Antitumor effects of Tubeimoside-1 in NCI-H1299 cells are mediated by microRNA-126-5p-induced inactivation of VEGF-A/VEGFR-2/ERK signaling pathway

Tubeimoside-1 (TBMS1), a triterpenoid saponin isolated from the tuber of Bolbostemma paniculatum (Maxim) Franquet, serves an universal suppressive role in multiple cancer types, including lung cancer. However, the mechanism involved in non-small cell lung cancer (NSCLC) cells by which TBMS1 elicits its antitumor effects is not yet completely understood. The present study indicated that 10 µmol/l TBMS1 significantly enhanced apoptosis and notably blocked the migration and invasion of NCI-H1299 cells. These effects were reversed following transfection with miR-126-5p inhibitor into TBMS1-treated NCI-H1299 cells. Vascular endothelial growth factor-A (VEGF-A) is a target gene for miR-126-5p. Notably, results suggested that the downregulated VEGF-A and VEGFR-2 in TBMS1-treated NCI-H1299 cells were upregulated after inhibiting miR-126-5p, and overexpression of VEGF-A or VEGFR-2 could significantly reduce apoptosis and promote the migration and invasion of TBMS1-treated NCI-H1299 cells.

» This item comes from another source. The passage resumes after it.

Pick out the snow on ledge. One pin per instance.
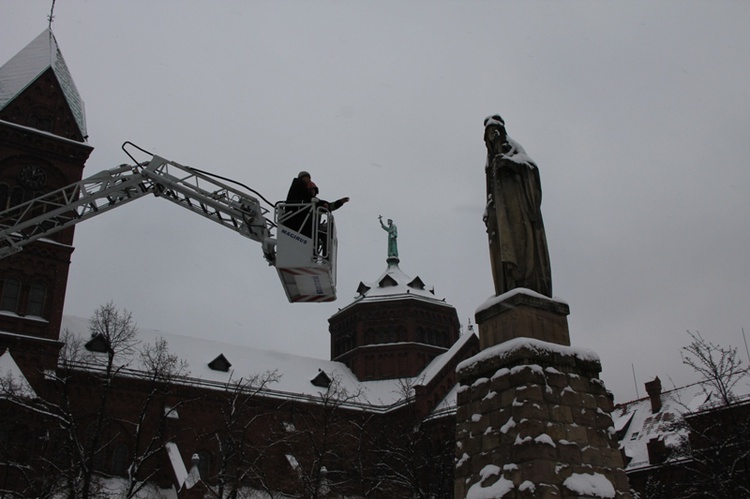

Furthermore, TBMS1 combined with TBHQ (an ERK activator) dramatically suppressed TBMS1-induced apoptosis and stimulated TBMS1-reduced migration and invasion in NCI-H1299 cells, suggesting that TBMS1 inhibits the ERK signaling pathway and represses the growth and metastasis of NCI-H1299 cells. Further study demonstrated that either inhibiting miR-126-5p or overexpressing VEGF-A and VEGFR-2 in TBMS1-treated NCI-H1299 cells elevated the mRNA expression levels and phosphorylation levels of MEK1, as well as ERK. To conclude, TBMS1 increases miR-126-5p expression, whereas overexpressing miR-126-5p inactivates VEGF-A/VEGFR-2/ERK signaling pathway, which ultimately actuates the pro-apoptotic and anti-metastatic effects in NCI-H1299 cells. Therefore, the present findings provide a theoretical foundation for TBMS1 as a potential candidate in NSCLC treatment.